Block-correlated Coupled Cluster Methods for Strongly Correlated Systems

I will report our recent advances in developing electronic structure methods for strongly correlated systems. With the generalized valence bond (GVB) wave function as the reference function, we have developed block-correlated coupled cluster method (GVB-BCCC in short) at the ab initio level for strongly correlated systems.1,2 The GVB-BCCC method in its present form is demonstrated to provide accurate descriptions for static correlation in strongly correlated systems.
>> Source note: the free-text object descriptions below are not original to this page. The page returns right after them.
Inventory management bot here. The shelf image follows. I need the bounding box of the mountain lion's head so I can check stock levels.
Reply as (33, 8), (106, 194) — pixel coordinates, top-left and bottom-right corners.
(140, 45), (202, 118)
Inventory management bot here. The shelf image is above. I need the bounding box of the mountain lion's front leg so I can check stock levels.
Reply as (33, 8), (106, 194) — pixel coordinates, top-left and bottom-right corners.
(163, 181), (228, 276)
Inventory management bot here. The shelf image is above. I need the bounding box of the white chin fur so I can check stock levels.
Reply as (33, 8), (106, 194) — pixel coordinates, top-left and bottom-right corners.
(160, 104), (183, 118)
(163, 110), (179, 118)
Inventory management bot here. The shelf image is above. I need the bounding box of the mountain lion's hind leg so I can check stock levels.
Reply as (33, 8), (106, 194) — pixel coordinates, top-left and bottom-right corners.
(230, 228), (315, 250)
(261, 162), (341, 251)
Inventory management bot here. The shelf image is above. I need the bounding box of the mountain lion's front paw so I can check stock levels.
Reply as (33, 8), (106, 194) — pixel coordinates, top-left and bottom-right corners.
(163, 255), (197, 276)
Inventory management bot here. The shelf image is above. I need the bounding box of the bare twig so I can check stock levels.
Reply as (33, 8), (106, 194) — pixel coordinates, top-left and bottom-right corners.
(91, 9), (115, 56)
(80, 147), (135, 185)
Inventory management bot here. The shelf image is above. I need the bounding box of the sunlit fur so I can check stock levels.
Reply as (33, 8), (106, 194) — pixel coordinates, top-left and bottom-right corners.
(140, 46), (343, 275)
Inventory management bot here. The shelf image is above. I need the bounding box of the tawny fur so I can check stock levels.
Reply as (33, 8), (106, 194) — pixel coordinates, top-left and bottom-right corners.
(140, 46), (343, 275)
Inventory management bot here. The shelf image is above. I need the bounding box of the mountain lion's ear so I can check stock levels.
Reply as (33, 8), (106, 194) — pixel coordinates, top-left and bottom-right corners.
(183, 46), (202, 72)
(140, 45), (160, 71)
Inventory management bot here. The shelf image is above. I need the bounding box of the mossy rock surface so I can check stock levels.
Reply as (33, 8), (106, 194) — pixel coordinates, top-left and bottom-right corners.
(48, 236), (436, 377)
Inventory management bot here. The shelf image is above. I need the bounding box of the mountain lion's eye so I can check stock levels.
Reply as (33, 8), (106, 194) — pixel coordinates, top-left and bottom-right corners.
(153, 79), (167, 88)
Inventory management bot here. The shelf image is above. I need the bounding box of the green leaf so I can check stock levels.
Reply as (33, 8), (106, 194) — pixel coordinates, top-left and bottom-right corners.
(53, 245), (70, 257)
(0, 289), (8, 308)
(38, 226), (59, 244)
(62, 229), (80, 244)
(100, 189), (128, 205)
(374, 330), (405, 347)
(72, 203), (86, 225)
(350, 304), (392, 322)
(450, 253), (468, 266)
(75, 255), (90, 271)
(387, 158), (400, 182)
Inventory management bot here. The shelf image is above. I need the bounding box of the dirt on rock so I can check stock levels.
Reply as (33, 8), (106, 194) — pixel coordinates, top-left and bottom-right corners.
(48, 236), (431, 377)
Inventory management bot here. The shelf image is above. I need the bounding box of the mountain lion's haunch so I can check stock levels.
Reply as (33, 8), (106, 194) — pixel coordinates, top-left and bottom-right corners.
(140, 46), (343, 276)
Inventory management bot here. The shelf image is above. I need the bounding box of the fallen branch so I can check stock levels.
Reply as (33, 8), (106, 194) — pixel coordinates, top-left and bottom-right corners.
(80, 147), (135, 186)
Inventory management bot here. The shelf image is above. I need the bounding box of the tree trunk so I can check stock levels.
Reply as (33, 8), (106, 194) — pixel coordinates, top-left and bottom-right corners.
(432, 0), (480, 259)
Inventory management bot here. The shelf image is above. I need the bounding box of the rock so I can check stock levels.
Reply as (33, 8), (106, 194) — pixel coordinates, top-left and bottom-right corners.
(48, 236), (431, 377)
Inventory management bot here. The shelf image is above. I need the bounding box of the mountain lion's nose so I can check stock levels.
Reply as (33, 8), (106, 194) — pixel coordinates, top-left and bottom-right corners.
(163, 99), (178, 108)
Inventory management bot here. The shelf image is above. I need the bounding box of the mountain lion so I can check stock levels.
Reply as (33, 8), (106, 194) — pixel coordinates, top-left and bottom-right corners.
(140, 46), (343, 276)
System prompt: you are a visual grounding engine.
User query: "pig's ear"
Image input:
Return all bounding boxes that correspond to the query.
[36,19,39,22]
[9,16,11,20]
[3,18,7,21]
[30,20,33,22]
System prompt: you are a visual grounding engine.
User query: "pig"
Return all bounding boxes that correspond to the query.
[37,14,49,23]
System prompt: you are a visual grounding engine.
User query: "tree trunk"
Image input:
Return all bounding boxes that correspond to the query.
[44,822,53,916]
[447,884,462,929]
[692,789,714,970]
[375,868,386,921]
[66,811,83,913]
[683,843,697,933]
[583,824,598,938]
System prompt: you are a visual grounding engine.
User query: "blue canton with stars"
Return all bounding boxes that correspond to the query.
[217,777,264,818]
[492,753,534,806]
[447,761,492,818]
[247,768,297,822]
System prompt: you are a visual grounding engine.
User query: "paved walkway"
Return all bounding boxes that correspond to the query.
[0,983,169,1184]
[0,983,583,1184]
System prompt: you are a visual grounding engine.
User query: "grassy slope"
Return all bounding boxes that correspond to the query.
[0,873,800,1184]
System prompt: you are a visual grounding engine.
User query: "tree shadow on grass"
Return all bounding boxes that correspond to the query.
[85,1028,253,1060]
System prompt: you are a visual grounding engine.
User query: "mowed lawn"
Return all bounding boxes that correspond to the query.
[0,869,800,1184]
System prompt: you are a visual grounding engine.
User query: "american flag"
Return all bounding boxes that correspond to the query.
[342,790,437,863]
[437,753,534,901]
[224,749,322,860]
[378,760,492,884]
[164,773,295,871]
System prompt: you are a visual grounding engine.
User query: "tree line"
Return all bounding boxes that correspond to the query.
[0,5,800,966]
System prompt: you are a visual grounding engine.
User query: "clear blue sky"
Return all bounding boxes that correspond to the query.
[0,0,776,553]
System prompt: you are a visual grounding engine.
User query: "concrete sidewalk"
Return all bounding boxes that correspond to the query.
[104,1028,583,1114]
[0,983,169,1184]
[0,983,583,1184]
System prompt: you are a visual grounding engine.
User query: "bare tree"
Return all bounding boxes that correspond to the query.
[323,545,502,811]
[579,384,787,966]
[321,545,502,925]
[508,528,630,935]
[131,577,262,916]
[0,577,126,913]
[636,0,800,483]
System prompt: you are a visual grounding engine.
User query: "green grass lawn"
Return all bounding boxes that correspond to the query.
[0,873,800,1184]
Our calculations on a number of typical systems have shown that GVB-BCCC4 (with up to four-pair correlation) can provide nearly exact ground-state energies as the density matrix renormalization group (DMRG) method for systems with large active spaces.3 An equation-of-motion GVB-BCCC method (EOM-GVB-BCCC) was developed to describe low-lying excited states for strongly correlated systems.4 The EOM-GVB-BCCC2b method with up to two-pair correlation has been implemented. Test calculations for a few strongly correlated systems have demonstarted that the S-T gaps from this method are quite consistent with the DMRG results. These results show that GVB-BCCC and EOM-GVB-BCCC are expected to be practical theoretical tools for ground-state and excited state calculations of strongly correlated systems with large active spaces.